Oil prices are forecast to rise to $55 per barrel next year from $43 per barrel in 2016 as markets readjust after an era of abundant supply that outpaced demand. Energy prices, which also include coal and natural gas, are forecast to jump 24 percent in the coming year. The decision in September of the Organization of the Petroleum Exporting Countries (OPEC) to resume limiting oil production is another important factor behind the higher price forecast.
When OPEC members announced that they would aim to cap production at around 33 million barrels of oil per day, it signaled the potential end to two years of unrestrained production. Oil prices had fallen as low as below $30 per barrel during that period. Details of the plan, which does not include important producers Iran, Libya and Nigeria, have yet to be worked out and are due to be announced in November, but markets have begun to anticipate a return to higher prices.

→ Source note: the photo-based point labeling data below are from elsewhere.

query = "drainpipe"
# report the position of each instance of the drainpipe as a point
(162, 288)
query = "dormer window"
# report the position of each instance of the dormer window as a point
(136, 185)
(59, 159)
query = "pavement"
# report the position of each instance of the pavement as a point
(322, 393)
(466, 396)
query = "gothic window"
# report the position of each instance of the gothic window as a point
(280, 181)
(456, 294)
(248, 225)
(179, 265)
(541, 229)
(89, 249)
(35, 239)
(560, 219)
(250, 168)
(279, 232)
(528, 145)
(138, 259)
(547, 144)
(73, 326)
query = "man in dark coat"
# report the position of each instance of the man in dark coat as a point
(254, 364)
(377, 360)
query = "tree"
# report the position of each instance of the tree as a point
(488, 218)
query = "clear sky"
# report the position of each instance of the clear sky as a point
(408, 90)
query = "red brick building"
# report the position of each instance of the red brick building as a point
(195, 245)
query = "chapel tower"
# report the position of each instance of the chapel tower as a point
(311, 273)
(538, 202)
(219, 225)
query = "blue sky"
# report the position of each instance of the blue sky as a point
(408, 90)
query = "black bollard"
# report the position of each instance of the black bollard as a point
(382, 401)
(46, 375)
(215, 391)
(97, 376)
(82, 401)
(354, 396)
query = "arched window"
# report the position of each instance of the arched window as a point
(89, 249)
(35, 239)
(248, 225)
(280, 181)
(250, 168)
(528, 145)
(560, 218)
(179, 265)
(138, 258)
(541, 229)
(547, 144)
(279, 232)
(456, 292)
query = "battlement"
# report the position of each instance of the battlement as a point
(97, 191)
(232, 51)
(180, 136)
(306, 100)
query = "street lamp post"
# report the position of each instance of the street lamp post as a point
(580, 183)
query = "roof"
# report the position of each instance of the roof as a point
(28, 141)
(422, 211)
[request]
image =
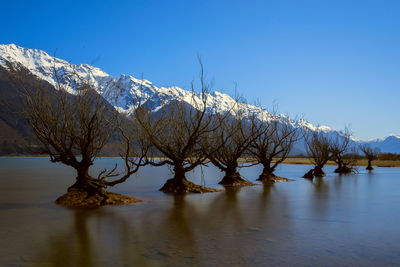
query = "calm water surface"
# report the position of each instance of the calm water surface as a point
(349, 220)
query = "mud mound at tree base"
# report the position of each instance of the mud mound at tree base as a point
(185, 186)
(239, 183)
(272, 178)
(80, 199)
(235, 180)
(282, 179)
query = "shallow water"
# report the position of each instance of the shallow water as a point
(349, 220)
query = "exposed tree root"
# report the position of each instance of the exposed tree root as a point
(76, 198)
(271, 178)
(235, 180)
(180, 186)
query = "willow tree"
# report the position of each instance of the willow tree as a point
(318, 146)
(273, 145)
(370, 153)
(233, 139)
(340, 147)
(179, 130)
(73, 123)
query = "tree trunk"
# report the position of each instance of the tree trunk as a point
(339, 169)
(233, 178)
(82, 180)
(266, 174)
(369, 167)
(318, 171)
(179, 184)
(309, 174)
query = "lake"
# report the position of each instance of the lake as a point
(350, 220)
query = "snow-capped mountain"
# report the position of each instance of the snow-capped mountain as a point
(49, 68)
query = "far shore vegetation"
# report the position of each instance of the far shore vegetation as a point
(75, 129)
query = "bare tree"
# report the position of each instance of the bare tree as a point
(179, 132)
(370, 153)
(340, 147)
(74, 128)
(273, 146)
(233, 139)
(319, 149)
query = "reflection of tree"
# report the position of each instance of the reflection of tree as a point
(85, 243)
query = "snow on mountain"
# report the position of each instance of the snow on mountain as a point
(48, 68)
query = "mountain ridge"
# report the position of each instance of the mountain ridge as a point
(47, 68)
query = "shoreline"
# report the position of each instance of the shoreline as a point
(289, 160)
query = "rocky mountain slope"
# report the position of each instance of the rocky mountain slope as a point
(47, 68)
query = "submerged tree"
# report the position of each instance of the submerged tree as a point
(340, 147)
(370, 153)
(179, 132)
(273, 145)
(233, 139)
(319, 149)
(73, 123)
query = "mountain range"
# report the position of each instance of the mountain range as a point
(46, 68)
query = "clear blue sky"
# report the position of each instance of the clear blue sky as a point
(335, 62)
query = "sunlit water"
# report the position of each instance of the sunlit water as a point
(349, 220)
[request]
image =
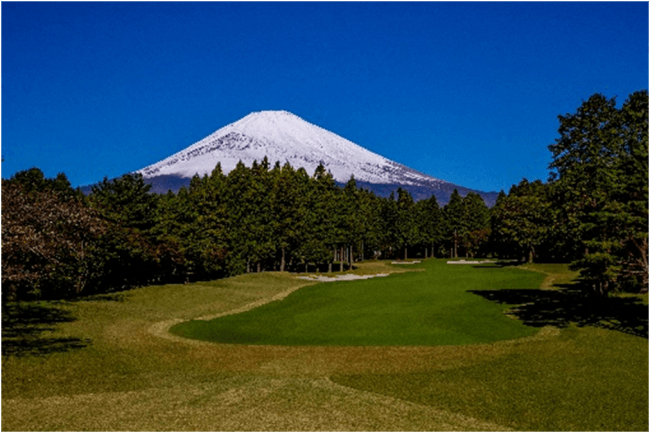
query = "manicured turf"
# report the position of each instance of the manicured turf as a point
(585, 380)
(94, 365)
(433, 307)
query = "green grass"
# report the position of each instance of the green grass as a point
(93, 365)
(585, 380)
(433, 307)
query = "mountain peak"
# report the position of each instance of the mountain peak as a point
(282, 136)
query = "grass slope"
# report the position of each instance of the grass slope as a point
(433, 307)
(94, 365)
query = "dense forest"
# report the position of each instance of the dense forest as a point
(592, 212)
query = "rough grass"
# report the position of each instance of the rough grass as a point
(433, 307)
(94, 365)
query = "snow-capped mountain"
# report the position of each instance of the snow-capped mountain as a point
(284, 137)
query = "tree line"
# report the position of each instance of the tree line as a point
(593, 211)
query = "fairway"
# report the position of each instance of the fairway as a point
(94, 365)
(427, 308)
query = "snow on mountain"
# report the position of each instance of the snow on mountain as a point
(285, 137)
(282, 136)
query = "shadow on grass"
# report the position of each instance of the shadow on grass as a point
(568, 305)
(23, 326)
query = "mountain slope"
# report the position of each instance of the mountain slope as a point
(285, 137)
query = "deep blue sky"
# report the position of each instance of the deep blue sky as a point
(464, 91)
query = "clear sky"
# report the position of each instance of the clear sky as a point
(467, 92)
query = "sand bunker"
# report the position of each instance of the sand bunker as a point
(470, 262)
(344, 277)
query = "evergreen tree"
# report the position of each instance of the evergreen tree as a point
(455, 217)
(600, 175)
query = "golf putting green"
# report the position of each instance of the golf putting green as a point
(428, 308)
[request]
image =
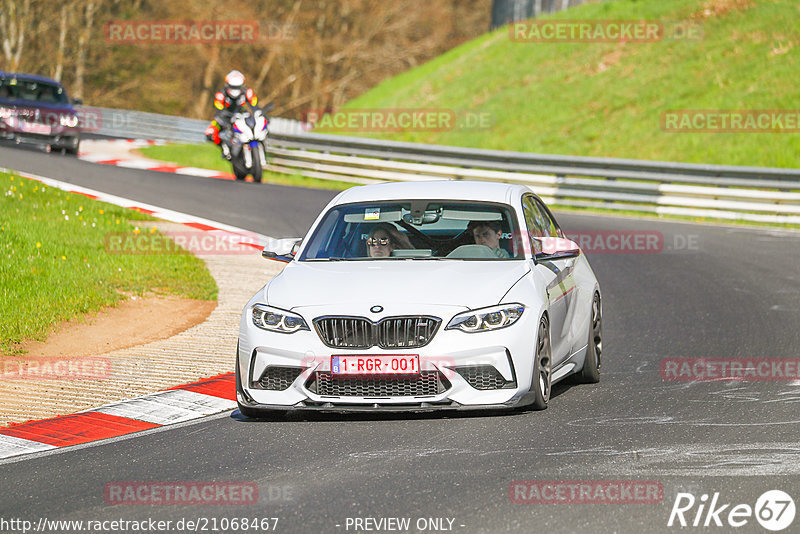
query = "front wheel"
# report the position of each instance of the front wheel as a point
(239, 170)
(590, 374)
(257, 170)
(540, 386)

Metals prices are projected to rise more sharply than expected in 2017, in the last forecast in July, as a result of rapid mine closures ahead of schedule. However, a further growth slowdown in China could weigh on metals prices. Metals fell 9 percent this year.
Food prices are forecast to rise modestly as a decline in grains prices is expected to offset a rise in prices for other food commodities. Larger than expected increases in energy prices, a key cost component in agriculture, could push food prices even higher than forecast. The risks of disruption from the La Niña weather pattern have diminished.
Precious metals prices are expected to fall in 2017 as appetite for safe-haven buying ebbs with rising interest rates. Gold is expected to dip to $1,219 an ounce from $1,250 an ounce this year.
Commodity-exporting emerging market and developing economies have been particularly hard hit by the rout in commodities prices, and the World Bank has projected growth in these economies to be near zero this year. A recovery in prices, however modest, could point to brighter growth prospects.